4. Bölüm

1.9K 88 16
                                    

 
Oy vermeyi ve yorum yapmayı unutmayınız.

Ortalık yangın yeri

  2 gün önceki girişimimin sonucu hüsrandı. Aslan benden kaçınıyor, ona olan özlemimi arttırmaktan başka bir şey yapmıyordu.

   Hayatımda altı sene geriye, geçmişe, dönmek beni sarsmışken, olaylara adapte olmak bir o kadarda zordu.

  Henüz gerçekleşmemiş geleceği bilmek bendeki tuhaf dürtüleri uyandırıyor, ortalığı karıştırma hissiyatımı arttırıyordu.

  Tarihin önemli olaylarını hatırladığım gibi yaymakta istiyordum ama bunun benim hayatıma edeceği etkiyi kestiremiyordum. Şuanlık sadece kendi hayatım için mücadele edecektim.

   Tanıdık bir melodi odayı doldurduğunda elim telefonuma gitti.

  Eski marka iPhone'um bana göz kırparken fazla beklemeden aramayı yanıtladım. Arayan kişi altı sene sonrasında bile yakın arkadaşım olan Eraydı.

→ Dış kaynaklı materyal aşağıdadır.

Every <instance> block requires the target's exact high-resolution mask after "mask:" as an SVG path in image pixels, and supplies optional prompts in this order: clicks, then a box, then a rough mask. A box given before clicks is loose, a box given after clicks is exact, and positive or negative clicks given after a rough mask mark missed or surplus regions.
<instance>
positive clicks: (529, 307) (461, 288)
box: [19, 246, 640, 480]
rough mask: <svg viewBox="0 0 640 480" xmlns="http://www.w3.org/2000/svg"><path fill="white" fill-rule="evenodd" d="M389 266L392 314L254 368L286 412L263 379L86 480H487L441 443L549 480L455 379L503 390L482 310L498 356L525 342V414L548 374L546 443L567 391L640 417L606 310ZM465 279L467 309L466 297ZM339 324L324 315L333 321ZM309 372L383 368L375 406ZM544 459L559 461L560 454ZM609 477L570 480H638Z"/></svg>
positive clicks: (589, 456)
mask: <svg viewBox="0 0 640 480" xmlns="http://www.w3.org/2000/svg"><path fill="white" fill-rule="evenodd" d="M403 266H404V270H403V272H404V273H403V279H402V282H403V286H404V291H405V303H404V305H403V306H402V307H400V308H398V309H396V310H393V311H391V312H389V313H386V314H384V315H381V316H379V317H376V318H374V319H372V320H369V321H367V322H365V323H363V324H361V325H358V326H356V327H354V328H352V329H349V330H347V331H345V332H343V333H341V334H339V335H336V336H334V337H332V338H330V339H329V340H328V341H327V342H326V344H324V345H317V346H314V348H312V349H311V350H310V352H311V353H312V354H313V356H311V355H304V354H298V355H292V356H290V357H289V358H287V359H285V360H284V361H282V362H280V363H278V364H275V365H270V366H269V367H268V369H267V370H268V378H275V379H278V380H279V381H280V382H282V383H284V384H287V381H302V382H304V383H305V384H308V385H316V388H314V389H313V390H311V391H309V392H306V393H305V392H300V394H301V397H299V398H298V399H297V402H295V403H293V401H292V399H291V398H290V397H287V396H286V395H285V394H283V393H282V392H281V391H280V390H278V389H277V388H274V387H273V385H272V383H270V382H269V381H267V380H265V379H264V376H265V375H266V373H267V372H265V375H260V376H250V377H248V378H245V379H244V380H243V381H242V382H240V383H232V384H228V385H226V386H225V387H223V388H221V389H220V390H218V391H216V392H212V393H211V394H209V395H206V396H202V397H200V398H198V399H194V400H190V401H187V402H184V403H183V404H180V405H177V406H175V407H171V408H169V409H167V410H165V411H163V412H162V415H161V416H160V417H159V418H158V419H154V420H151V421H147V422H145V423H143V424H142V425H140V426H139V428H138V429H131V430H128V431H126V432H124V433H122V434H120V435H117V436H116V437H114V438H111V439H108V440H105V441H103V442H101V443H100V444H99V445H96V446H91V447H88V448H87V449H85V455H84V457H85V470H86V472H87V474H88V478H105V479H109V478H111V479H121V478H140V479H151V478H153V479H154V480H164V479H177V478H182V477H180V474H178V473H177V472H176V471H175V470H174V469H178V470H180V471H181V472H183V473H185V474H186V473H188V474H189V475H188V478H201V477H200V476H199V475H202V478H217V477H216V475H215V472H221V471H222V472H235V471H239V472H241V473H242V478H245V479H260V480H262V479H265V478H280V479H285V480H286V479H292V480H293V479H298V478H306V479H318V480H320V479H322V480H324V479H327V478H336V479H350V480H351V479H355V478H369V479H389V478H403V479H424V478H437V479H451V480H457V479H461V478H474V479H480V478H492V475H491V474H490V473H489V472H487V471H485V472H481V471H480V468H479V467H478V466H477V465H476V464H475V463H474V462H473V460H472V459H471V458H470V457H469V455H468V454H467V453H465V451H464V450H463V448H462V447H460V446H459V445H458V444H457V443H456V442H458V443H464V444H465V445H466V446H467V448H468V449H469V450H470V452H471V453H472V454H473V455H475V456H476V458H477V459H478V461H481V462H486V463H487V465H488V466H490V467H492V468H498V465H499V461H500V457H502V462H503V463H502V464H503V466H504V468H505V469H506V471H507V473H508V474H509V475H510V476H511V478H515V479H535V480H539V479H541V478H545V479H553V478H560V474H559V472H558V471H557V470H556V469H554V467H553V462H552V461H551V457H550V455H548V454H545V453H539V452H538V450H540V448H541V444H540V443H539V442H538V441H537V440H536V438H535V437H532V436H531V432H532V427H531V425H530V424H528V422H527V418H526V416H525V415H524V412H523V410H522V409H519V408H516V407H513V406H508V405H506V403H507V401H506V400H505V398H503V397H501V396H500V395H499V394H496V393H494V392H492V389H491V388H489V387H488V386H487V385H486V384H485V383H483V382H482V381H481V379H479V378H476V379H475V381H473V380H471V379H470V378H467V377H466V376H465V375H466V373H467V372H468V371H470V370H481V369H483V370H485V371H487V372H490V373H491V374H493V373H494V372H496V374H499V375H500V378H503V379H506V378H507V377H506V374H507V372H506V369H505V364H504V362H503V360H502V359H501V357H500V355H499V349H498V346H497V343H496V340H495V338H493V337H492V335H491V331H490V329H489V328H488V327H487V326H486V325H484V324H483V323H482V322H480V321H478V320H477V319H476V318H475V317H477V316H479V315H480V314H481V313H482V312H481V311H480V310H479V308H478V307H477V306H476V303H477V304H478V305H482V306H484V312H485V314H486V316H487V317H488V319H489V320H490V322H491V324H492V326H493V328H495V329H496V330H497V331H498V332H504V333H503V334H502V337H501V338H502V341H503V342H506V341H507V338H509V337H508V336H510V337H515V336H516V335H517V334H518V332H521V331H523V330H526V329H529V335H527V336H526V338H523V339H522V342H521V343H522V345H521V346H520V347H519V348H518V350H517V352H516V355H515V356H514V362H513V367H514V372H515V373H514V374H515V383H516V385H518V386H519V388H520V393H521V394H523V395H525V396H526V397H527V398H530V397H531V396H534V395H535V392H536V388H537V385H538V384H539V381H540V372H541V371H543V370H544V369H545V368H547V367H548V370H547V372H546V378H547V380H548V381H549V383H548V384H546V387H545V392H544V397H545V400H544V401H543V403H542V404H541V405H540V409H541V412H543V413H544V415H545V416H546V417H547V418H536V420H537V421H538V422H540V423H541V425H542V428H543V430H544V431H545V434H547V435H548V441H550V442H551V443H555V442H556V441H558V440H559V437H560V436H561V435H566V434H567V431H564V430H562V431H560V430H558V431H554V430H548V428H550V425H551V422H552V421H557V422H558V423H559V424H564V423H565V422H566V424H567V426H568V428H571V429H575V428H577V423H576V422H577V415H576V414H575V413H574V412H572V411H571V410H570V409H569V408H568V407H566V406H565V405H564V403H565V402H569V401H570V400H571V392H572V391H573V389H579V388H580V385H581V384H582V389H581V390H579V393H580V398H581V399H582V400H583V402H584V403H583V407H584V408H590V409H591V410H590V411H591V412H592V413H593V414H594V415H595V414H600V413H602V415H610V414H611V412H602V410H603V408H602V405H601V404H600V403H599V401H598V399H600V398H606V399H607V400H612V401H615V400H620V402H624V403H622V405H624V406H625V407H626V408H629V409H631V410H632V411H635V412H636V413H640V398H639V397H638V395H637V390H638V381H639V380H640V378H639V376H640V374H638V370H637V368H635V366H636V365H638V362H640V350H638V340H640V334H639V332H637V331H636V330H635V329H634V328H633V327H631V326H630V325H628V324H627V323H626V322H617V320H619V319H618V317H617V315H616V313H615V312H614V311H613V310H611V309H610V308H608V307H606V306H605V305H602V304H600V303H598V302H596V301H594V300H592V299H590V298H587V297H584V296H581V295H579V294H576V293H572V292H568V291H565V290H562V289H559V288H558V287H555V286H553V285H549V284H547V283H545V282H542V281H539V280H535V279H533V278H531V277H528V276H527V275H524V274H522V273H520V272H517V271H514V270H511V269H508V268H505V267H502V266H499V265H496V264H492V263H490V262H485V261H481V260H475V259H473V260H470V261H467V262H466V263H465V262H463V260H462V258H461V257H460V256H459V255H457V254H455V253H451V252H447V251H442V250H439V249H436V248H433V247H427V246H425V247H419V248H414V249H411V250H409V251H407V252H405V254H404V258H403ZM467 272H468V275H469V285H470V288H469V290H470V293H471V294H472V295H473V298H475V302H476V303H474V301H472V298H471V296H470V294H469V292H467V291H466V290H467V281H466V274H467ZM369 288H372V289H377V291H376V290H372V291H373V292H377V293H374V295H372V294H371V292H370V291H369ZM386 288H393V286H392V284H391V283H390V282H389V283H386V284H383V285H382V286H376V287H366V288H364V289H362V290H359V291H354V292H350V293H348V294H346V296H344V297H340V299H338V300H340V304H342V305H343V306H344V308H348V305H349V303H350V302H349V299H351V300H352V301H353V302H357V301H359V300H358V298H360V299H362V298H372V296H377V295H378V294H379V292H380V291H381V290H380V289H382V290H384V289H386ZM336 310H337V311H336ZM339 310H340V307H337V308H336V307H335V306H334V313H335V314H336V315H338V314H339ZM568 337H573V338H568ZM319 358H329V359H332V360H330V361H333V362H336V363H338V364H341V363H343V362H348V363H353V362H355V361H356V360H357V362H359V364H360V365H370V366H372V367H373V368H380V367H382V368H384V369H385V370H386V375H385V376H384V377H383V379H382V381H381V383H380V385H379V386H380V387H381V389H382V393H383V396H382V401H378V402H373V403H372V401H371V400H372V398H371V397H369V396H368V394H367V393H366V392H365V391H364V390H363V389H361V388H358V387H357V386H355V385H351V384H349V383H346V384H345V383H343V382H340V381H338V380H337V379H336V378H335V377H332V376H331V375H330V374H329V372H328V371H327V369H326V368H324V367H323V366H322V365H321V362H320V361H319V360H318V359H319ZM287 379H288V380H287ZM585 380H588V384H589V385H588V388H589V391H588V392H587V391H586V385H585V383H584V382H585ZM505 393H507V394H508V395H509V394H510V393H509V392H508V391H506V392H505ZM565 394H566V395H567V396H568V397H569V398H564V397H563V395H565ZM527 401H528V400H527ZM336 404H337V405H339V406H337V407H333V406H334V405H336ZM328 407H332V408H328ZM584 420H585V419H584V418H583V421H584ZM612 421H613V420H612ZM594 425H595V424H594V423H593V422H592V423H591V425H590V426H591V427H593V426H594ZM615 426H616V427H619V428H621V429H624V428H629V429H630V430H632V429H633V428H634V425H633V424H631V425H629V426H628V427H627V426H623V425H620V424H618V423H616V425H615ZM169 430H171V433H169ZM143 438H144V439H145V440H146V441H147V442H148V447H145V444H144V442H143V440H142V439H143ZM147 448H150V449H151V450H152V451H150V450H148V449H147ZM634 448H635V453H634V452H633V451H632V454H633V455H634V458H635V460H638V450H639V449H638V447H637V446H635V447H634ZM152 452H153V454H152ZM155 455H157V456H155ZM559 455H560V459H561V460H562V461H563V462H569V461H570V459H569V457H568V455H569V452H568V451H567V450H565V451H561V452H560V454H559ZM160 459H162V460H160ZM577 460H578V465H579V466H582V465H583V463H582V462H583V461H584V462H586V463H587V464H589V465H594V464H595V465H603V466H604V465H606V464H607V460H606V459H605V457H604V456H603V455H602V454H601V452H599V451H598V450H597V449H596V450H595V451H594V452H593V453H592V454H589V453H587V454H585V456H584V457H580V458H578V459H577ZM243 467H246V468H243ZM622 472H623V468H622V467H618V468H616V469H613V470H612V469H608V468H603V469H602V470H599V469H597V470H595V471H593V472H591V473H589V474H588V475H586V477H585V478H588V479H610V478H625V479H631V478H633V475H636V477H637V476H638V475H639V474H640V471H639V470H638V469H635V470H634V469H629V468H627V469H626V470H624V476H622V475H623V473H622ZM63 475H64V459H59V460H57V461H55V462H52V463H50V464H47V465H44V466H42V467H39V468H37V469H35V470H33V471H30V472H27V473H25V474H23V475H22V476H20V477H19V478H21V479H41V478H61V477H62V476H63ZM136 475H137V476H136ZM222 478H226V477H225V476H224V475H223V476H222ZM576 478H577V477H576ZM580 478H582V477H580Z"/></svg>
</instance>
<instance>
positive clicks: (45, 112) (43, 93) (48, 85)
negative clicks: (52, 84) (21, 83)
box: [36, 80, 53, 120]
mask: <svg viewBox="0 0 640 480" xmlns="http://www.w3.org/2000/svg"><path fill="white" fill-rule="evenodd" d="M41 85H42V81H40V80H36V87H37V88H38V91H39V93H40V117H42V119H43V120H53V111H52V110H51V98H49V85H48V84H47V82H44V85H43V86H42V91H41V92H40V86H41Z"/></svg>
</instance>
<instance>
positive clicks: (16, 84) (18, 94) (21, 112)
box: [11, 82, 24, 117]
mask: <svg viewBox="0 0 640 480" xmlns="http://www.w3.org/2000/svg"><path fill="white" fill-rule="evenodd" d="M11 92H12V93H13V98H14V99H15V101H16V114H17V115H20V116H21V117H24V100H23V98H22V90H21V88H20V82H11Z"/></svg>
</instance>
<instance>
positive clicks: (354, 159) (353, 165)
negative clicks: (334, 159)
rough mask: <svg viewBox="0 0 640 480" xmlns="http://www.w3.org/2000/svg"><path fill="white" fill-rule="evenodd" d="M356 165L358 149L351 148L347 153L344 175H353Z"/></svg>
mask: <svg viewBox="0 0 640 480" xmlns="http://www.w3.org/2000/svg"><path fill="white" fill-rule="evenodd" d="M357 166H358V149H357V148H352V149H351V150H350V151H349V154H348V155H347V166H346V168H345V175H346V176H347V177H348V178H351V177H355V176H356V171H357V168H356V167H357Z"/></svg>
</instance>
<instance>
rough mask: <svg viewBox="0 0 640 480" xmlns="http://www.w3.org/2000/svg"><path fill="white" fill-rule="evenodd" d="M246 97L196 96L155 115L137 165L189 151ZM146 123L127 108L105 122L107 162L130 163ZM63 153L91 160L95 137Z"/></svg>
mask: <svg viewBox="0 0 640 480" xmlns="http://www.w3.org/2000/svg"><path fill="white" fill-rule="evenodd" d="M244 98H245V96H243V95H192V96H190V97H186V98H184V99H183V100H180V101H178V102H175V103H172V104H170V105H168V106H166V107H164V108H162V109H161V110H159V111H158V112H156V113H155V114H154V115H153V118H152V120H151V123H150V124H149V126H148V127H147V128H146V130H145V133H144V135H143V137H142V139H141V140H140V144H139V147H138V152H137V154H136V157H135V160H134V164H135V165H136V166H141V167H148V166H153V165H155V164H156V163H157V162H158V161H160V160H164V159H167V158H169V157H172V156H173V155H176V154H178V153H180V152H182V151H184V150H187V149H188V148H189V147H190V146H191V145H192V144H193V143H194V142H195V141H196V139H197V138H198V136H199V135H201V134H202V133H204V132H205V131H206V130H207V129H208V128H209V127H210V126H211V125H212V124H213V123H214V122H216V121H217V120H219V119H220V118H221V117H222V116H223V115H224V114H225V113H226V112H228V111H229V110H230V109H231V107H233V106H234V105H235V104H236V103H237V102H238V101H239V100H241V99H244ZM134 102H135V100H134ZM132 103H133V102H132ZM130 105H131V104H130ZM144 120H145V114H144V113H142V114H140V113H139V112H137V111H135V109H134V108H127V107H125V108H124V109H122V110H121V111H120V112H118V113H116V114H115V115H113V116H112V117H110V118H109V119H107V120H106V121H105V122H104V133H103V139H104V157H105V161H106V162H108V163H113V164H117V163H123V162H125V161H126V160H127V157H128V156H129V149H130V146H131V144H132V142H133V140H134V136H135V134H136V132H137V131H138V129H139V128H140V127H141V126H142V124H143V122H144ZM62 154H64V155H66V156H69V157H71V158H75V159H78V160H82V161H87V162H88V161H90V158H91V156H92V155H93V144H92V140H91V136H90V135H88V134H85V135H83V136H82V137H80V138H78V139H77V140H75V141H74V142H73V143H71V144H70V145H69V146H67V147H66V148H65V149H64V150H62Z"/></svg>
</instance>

   "Efendim" yataktan kalkıp aynanın karşısına geçtim, tişörtümü kaldırıp bedenime bakarken görüntüden pek hoşnut değildim. Altı sene önce, yani bu zamanlar midemden sıkıntı çektiğimi hatırlıyordum. Doğru düzgün yemek yiyememekle birlikte yediğimide çıkartıyordum. Ne kadar reflüden şüphelensemde bunun sadece psikolojik bir rahatsızlık olduğunu çok sonradan anlamıştık.

  Okul hayatım zor geçiyordu ve sorumluluklarımı yerine getirmek çok zordu. Sıkıntılar çeksemde sorunsuz bir şekilde bitirdiğim okulumdan memnundum.

   "Oğlum beni duyuyor musun?"

  Dağılan dikkatimi yüksek ses çektiğinde kulağıma dayadığım telefon aklıma yeni gelmişti.

   "Ne, ne diyordun en son?"

   "Ohooo diyorum ki okul açılmadan şöyle bir kafamızı mı dağıtsak?"

  Tek ayağımın üzerine ağırlığımı verirken düşündüm. Kafamda yeni planlar yerine otururken olumlu cevap verdim.

    "Bana uyar saat ve konumu mesaj atarsın."

    "Cidden mi? Her zamanki gibi reddedersin diye düşünmüştüm. Neyse kararını değiştirmeden kapatıyorum."

  Suratıma kapanan telefon ile sırıttım, bu akşam umarım eğlenebilirdik.

   ***

     "Oha oğlum ne yaptın kendine?"

   Eray şaşkın bir şekilde üzerime bakarken sırıttım.

    Beyaz neredeyse iç göstericek bol bir gömlek giymiştim. Gömlek hemen belimde biterken kollarımı kaldırınca karın bölgem gözüküyordu.

   Altıma klasik buz rengi kot giyerken boynuma gümüş, göğüslerimin arasına sarkan bir kolye takmıştım. Saatim yüzüklerim ve beyaz spor ayakkabılarım ile muhteşemdim.

    "Biliyorum Mükemmelim."

   Eray kolumdan tutup beni köşede koltuklardan birine çektiğinde oturdum.

     "Sende var bir haller. Biranda bu kadar değişmen imkansız. Anlat hemen neler oluyor?"

  Hevesle koluma asılan arkadaşıma, sonrada çevreme baktım.

   "Konuşuruz bunları elbette ama burası kimin evi?"

    Eray sönmeyen heyecanı ile kollarını açtı.